On peut donc appartenir à plusieurs groupes, avec les identifications qui vont avec. Quelle nouvelle richesse. Ca valait la peine d’habiter son visage, sa maison, sa famille, son école. Du visage au village.

Et enfin, le match final, qui signera la fin de notre travail : l’Équipe de France contre l’Équipe de l’établissement. Et avec qui il joue, Ronaldino ? Avec l’Équipe de France, pardi. On parle justement en ce moment de son départ de l’établissement, parce qu’il a grandi, qu’il va bien, et qu’il est temps d’aller faire autre chose, ailleurs, avec d’autres.

Ca aussi ça valait la peine : celui dont on disait qu’il ne tenait pas en place peut aujourd’hui passer d'une place à une autre, il reste le même dans toutes ses places, et il peut aller quelque part où il y a de l’avenir pour lui.

Épilogue : comment  nous sommes-nous donc quittés.

Cela faisait un moment que je me disais que nous allions bientôt pouvoir arrêter, ce que j’entendais dire de Ronaldino était rassurant. Il s’est mis de lui-même à raccourcir le temps de ses séances ; j’entendais qu’il n’avait pas que ça à faire, et j’étais bien d’accord ; mais il faisait ça avec un peu de culpabilité, hésitant sur le pas de la porte, malgré mon autorisation. Jusqu’à ce que je lui dise que je n’allais pas souffrir de son absence, que j’étais très contente de ce qui lui arrivait.

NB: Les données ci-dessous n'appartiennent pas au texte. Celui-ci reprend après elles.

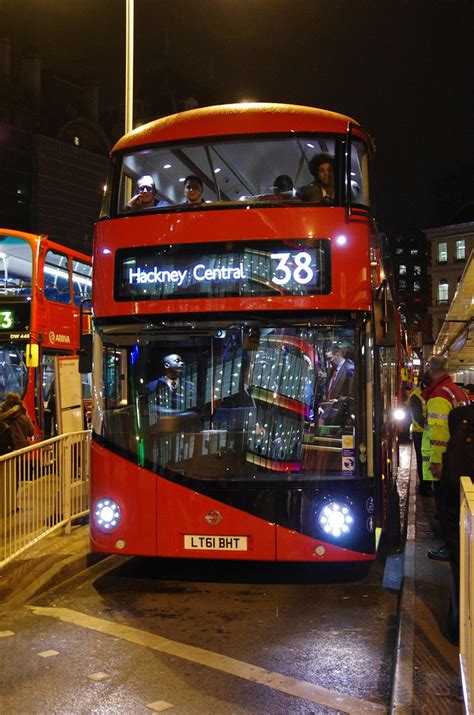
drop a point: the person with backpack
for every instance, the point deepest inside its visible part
(441, 396)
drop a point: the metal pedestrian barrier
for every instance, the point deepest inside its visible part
(466, 593)
(43, 488)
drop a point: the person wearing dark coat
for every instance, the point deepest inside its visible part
(6, 439)
(458, 462)
(14, 415)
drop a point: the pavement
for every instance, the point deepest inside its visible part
(426, 676)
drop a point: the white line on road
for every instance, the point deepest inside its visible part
(217, 661)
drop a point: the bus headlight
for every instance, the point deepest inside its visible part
(106, 514)
(399, 414)
(336, 519)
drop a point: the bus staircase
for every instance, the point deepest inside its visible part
(43, 489)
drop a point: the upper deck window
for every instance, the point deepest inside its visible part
(81, 281)
(56, 277)
(16, 266)
(236, 172)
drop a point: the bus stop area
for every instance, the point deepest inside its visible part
(426, 672)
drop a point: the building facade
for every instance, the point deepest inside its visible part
(449, 248)
(53, 152)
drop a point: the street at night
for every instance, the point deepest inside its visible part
(236, 357)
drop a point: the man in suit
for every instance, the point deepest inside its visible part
(321, 190)
(341, 379)
(171, 390)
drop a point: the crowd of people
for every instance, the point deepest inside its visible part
(321, 190)
(443, 438)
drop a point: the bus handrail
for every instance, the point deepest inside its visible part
(43, 488)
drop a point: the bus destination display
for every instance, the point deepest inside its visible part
(14, 317)
(258, 268)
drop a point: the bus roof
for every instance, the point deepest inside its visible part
(234, 119)
(35, 238)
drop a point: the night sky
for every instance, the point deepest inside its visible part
(404, 70)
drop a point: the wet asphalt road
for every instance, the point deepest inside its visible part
(155, 635)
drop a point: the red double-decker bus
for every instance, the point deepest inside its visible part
(45, 292)
(245, 356)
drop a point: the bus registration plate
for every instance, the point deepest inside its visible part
(215, 543)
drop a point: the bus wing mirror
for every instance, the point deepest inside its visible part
(32, 355)
(384, 323)
(85, 353)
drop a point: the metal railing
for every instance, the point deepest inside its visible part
(43, 487)
(466, 593)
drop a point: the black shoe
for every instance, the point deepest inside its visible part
(441, 554)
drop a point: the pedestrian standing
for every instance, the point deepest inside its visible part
(418, 419)
(6, 439)
(442, 395)
(14, 415)
(459, 463)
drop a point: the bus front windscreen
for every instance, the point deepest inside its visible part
(233, 401)
(293, 170)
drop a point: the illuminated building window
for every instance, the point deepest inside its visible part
(443, 291)
(461, 250)
(442, 252)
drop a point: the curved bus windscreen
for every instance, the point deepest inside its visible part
(232, 401)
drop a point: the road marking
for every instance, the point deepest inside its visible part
(48, 653)
(217, 661)
(160, 706)
(99, 677)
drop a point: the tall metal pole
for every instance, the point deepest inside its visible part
(129, 41)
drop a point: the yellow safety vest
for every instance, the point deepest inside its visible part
(435, 435)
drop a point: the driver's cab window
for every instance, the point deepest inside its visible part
(359, 178)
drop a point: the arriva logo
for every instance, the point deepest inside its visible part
(58, 338)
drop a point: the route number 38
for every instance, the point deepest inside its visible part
(299, 270)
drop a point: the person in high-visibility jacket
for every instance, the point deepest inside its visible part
(418, 419)
(442, 395)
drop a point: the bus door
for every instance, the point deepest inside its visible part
(68, 394)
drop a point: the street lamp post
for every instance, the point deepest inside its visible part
(129, 41)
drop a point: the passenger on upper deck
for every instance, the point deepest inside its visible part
(146, 196)
(193, 190)
(321, 189)
(283, 186)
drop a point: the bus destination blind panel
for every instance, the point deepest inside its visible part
(291, 267)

Il a donc terminé son travail avec moi avant même de quitter l’établissement.

Un jour où j’étais dans mon bureau, son éducatrice m’appelle : « Françoise, nous sommes en réunion avec Ronaldino et sa famille, il voudrait que tu viennes ». Je fais ni une ni deux : n’étant pas avec un enfant à ce moment-là, j’y vais. Il est rayonnant. Il mène la réunion, autour des questions concernant son prochain départ pour un autre établissement. Vient mon tour de prendre la parole. Je dis le plaisir que j’ai eu de travailler avec ce garçon qui a eu le courage d’aller de l’avant. Je ne parle pas du foot, secret. Et nous nous serrons fièrement la main lorsque je quitte la réunion.

Et maintenant ?

Côté foot, j’en suis restée à l’équipe de France des années 1998 à 2003.

Côté souvenir, je vois toujours aussi nettement une bouille s’encadrer dans l’ouverture de la porte de mon bureau. Et cette découpe rectangulaire de la porte me semble être la préfiguration du fameux terrain d’expérience de Ronaldino, là où il  aura pu prendre visage, puis aller et venir pour voir le monde dont il fait partie désormais.